A: The results obtained in our survey of patient groups show that the biggest concern is around trust which, in turn, is impacted by concerns regarding fair and transparent pricing. Our research showed that patient groups were suspicious as to what pharma would do with the information they collected and the privacy of personal data. Therefore, if pharma wants to gain patient trust, they need to demonstrate how they are securing patient data and be far more transparent with their approach to pricing and what patient data they are using to determine their pricing of specific products. Furthermore, if patients provide feedback on the usefulness or otherwise of health apps or patient portals, they need to see that the company has listened and is taking action on their feedback. Pharma need to start demonstrating a culture shift through actions rather than just words and show how and why the patient is important to them.
Q:You mention how patients shy away from using health technology due to limited understanding of the information presented. What can pharma do to encourage individuals with low health literacy to use their technology?

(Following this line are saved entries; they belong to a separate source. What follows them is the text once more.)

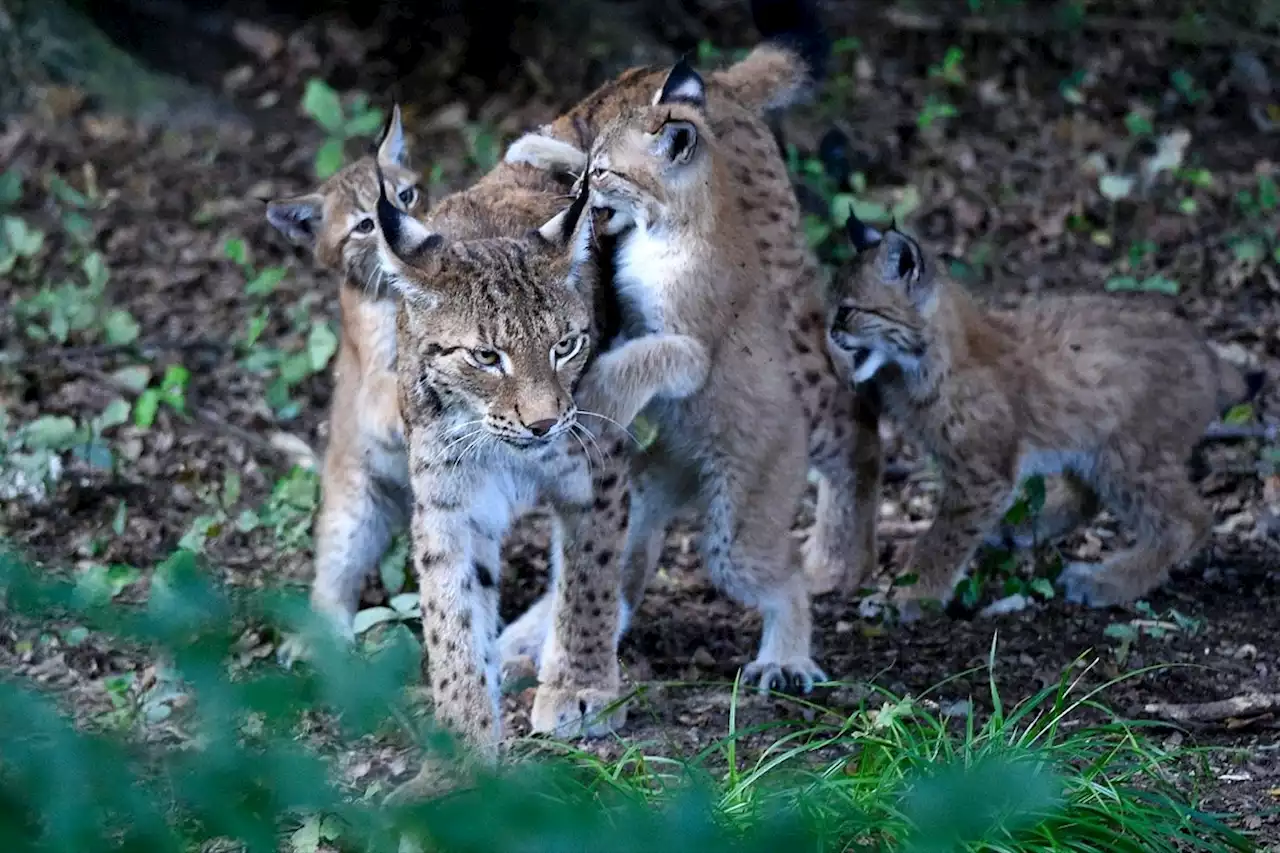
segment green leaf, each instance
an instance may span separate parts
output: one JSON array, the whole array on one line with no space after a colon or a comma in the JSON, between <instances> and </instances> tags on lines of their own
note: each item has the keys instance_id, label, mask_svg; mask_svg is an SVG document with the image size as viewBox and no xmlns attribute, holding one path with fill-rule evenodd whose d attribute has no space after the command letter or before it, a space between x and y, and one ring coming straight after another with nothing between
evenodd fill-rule
<instances>
[{"instance_id":1,"label":"green leaf","mask_svg":"<svg viewBox=\"0 0 1280 853\"><path fill-rule=\"evenodd\" d=\"M364 110L347 122L343 131L348 138L353 136L372 136L382 130L382 123L382 110L376 108Z\"/></svg>"},{"instance_id":2,"label":"green leaf","mask_svg":"<svg viewBox=\"0 0 1280 853\"><path fill-rule=\"evenodd\" d=\"M1231 248L1241 263L1257 263L1267 256L1267 247L1261 240L1238 240Z\"/></svg>"},{"instance_id":3,"label":"green leaf","mask_svg":"<svg viewBox=\"0 0 1280 853\"><path fill-rule=\"evenodd\" d=\"M102 257L102 253L90 252L85 255L80 268L84 271L84 277L89 283L89 289L94 293L101 293L103 288L107 286L107 280L111 277L111 272L107 269L107 262Z\"/></svg>"},{"instance_id":4,"label":"green leaf","mask_svg":"<svg viewBox=\"0 0 1280 853\"><path fill-rule=\"evenodd\" d=\"M138 339L138 321L124 308L108 312L102 328L109 344L131 344Z\"/></svg>"},{"instance_id":5,"label":"green leaf","mask_svg":"<svg viewBox=\"0 0 1280 853\"><path fill-rule=\"evenodd\" d=\"M244 292L250 296L266 296L284 280L284 273L284 267L267 267L249 279Z\"/></svg>"},{"instance_id":6,"label":"green leaf","mask_svg":"<svg viewBox=\"0 0 1280 853\"><path fill-rule=\"evenodd\" d=\"M396 595L404 589L408 566L409 540L405 536L397 536L378 561L378 577L382 579L382 586L390 595Z\"/></svg>"},{"instance_id":7,"label":"green leaf","mask_svg":"<svg viewBox=\"0 0 1280 853\"><path fill-rule=\"evenodd\" d=\"M93 222L77 210L69 210L62 215L62 230L79 243L88 243L93 239Z\"/></svg>"},{"instance_id":8,"label":"green leaf","mask_svg":"<svg viewBox=\"0 0 1280 853\"><path fill-rule=\"evenodd\" d=\"M111 448L102 441L88 441L77 445L72 453L100 471L110 471L115 466L115 456L111 453Z\"/></svg>"},{"instance_id":9,"label":"green leaf","mask_svg":"<svg viewBox=\"0 0 1280 853\"><path fill-rule=\"evenodd\" d=\"M165 368L164 378L160 380L160 389L183 394L186 392L187 383L190 381L190 370L187 370L181 364L171 364Z\"/></svg>"},{"instance_id":10,"label":"green leaf","mask_svg":"<svg viewBox=\"0 0 1280 853\"><path fill-rule=\"evenodd\" d=\"M280 363L280 379L290 388L306 379L311 373L309 352L295 352Z\"/></svg>"},{"instance_id":11,"label":"green leaf","mask_svg":"<svg viewBox=\"0 0 1280 853\"><path fill-rule=\"evenodd\" d=\"M341 139L335 137L325 140L316 151L316 177L322 181L333 177L342 168L342 162L345 159L346 153Z\"/></svg>"},{"instance_id":12,"label":"green leaf","mask_svg":"<svg viewBox=\"0 0 1280 853\"><path fill-rule=\"evenodd\" d=\"M351 630L359 635L368 631L374 625L393 622L399 618L400 614L390 607L368 607L356 614L356 618L351 623Z\"/></svg>"},{"instance_id":13,"label":"green leaf","mask_svg":"<svg viewBox=\"0 0 1280 853\"><path fill-rule=\"evenodd\" d=\"M311 359L311 370L319 373L329 364L329 359L338 351L338 336L334 334L326 322L316 323L307 336L307 356Z\"/></svg>"},{"instance_id":14,"label":"green leaf","mask_svg":"<svg viewBox=\"0 0 1280 853\"><path fill-rule=\"evenodd\" d=\"M307 81L306 91L302 95L302 109L329 133L342 132L342 99L320 78L312 77Z\"/></svg>"},{"instance_id":15,"label":"green leaf","mask_svg":"<svg viewBox=\"0 0 1280 853\"><path fill-rule=\"evenodd\" d=\"M63 180L61 175L49 176L49 191L63 204L69 204L72 207L89 206L88 196Z\"/></svg>"},{"instance_id":16,"label":"green leaf","mask_svg":"<svg viewBox=\"0 0 1280 853\"><path fill-rule=\"evenodd\" d=\"M22 198L22 175L17 169L0 173L0 205L8 206Z\"/></svg>"},{"instance_id":17,"label":"green leaf","mask_svg":"<svg viewBox=\"0 0 1280 853\"><path fill-rule=\"evenodd\" d=\"M1105 285L1108 293L1118 293L1138 289L1138 280L1131 275L1118 275L1107 279Z\"/></svg>"},{"instance_id":18,"label":"green leaf","mask_svg":"<svg viewBox=\"0 0 1280 853\"><path fill-rule=\"evenodd\" d=\"M66 415L43 415L18 431L28 450L65 450L76 442L76 422Z\"/></svg>"},{"instance_id":19,"label":"green leaf","mask_svg":"<svg viewBox=\"0 0 1280 853\"><path fill-rule=\"evenodd\" d=\"M1223 415L1222 420L1224 423L1231 424L1232 426L1240 426L1242 424L1252 423L1253 422L1253 404L1240 403L1239 405L1232 406L1230 409L1227 410L1227 413Z\"/></svg>"},{"instance_id":20,"label":"green leaf","mask_svg":"<svg viewBox=\"0 0 1280 853\"><path fill-rule=\"evenodd\" d=\"M111 519L111 532L117 536L123 536L125 524L129 520L129 505L124 501L116 507L116 514Z\"/></svg>"},{"instance_id":21,"label":"green leaf","mask_svg":"<svg viewBox=\"0 0 1280 853\"><path fill-rule=\"evenodd\" d=\"M151 382L151 368L143 364L122 367L111 374L111 378L136 394L141 394Z\"/></svg>"},{"instance_id":22,"label":"green leaf","mask_svg":"<svg viewBox=\"0 0 1280 853\"><path fill-rule=\"evenodd\" d=\"M1178 283L1162 275L1153 275L1143 279L1142 289L1149 293L1164 293L1169 296L1178 295Z\"/></svg>"},{"instance_id":23,"label":"green leaf","mask_svg":"<svg viewBox=\"0 0 1280 853\"><path fill-rule=\"evenodd\" d=\"M133 566L90 566L76 578L76 597L85 604L105 604L142 577Z\"/></svg>"},{"instance_id":24,"label":"green leaf","mask_svg":"<svg viewBox=\"0 0 1280 853\"><path fill-rule=\"evenodd\" d=\"M241 237L227 238L227 242L222 245L222 251L236 266L242 267L249 263L249 247Z\"/></svg>"},{"instance_id":25,"label":"green leaf","mask_svg":"<svg viewBox=\"0 0 1280 853\"><path fill-rule=\"evenodd\" d=\"M97 418L99 432L128 423L129 409L129 401L119 397L107 403L107 407Z\"/></svg>"},{"instance_id":26,"label":"green leaf","mask_svg":"<svg viewBox=\"0 0 1280 853\"><path fill-rule=\"evenodd\" d=\"M258 338L262 337L262 333L267 330L267 323L271 319L271 309L263 308L257 314L249 318L249 328L244 333L244 345L251 347L258 342ZM258 355L265 355L259 353ZM253 370L252 367L249 368Z\"/></svg>"},{"instance_id":27,"label":"green leaf","mask_svg":"<svg viewBox=\"0 0 1280 853\"><path fill-rule=\"evenodd\" d=\"M320 849L320 815L309 815L289 836L293 853L316 853Z\"/></svg>"},{"instance_id":28,"label":"green leaf","mask_svg":"<svg viewBox=\"0 0 1280 853\"><path fill-rule=\"evenodd\" d=\"M160 411L160 391L148 388L138 396L133 404L133 422L142 429L148 429L156 422L156 413Z\"/></svg>"},{"instance_id":29,"label":"green leaf","mask_svg":"<svg viewBox=\"0 0 1280 853\"><path fill-rule=\"evenodd\" d=\"M1258 178L1258 205L1268 212L1280 207L1280 186L1270 175Z\"/></svg>"},{"instance_id":30,"label":"green leaf","mask_svg":"<svg viewBox=\"0 0 1280 853\"><path fill-rule=\"evenodd\" d=\"M1031 590L1043 599L1051 599L1057 595L1057 590L1053 588L1053 581L1048 578L1032 578Z\"/></svg>"},{"instance_id":31,"label":"green leaf","mask_svg":"<svg viewBox=\"0 0 1280 853\"><path fill-rule=\"evenodd\" d=\"M422 606L422 597L416 592L402 592L399 595L391 596L391 600L387 603L391 605L391 609L395 612L407 616Z\"/></svg>"},{"instance_id":32,"label":"green leaf","mask_svg":"<svg viewBox=\"0 0 1280 853\"><path fill-rule=\"evenodd\" d=\"M1044 509L1044 476L1036 474L1028 477L1023 489L1027 493L1027 509L1032 515L1039 515Z\"/></svg>"},{"instance_id":33,"label":"green leaf","mask_svg":"<svg viewBox=\"0 0 1280 853\"><path fill-rule=\"evenodd\" d=\"M222 532L223 517L219 515L197 515L191 521L187 532L178 540L178 547L199 554L204 551L205 544Z\"/></svg>"},{"instance_id":34,"label":"green leaf","mask_svg":"<svg viewBox=\"0 0 1280 853\"><path fill-rule=\"evenodd\" d=\"M4 242L19 258L31 258L44 246L44 232L32 228L16 216L6 216L0 222Z\"/></svg>"}]
</instances>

A: Low health literacy is associated with a higher use of medical services, so there is incentive for all stakeholders in the health ecosystem to improve patient health literacy. This covers improving understanding of both the medical terminology surrounding their condition and the technology used to help manage their condition. Pharma is well placed to help improve patients digital and health literacy. This can be achieved through improving the types and quality of the information provided. If you are discharged from hospital and given a leaflet explaining to you the how, when, and why of your medication, it is more likely that that leaflet will get thrown into a drawer and forgotten about. On the other hand, if you receive this information on an interactive health app, which provides a two-way conversation, and uses simple language, graphics, and images, then you can begin to improve health literacy, stimulate patient engagement, and improve the customer experience.
Q: Blockchain is currently a huge leading technology that the pharma industry is seeking to capitalise. Through what avenues can pharma utilise the technology to improve its drug supply chain? Is blockchain an answer to the financial challenges faced by smaller operators along the supply chain, and can you see it ultimately saving patient costs?
A: In the last couple of years, blockchain technology has become part of the conversations surrounding the supply chain and how it might help improve the management of clinical trials, for example to insure authenticity and traceability of patient recruitment and consent and reliability of real-world evidence. As of yet there are limited case examples. Ultimately it is an enabling technology and could provide an answer in terms of improving security given it enables tracking of where and why changes have been made. There is also a suggestion that it could be used to develop new funding models, but this too will require a culture change and an understanding of how it works, to be implemented properly. There will be initial costs; however, this may save money in the long run, through addressing security and regulatory requirements and could lead to a drug supply system that is more secure, more efficient, and less expensive to operate, while providing evidence of compliance.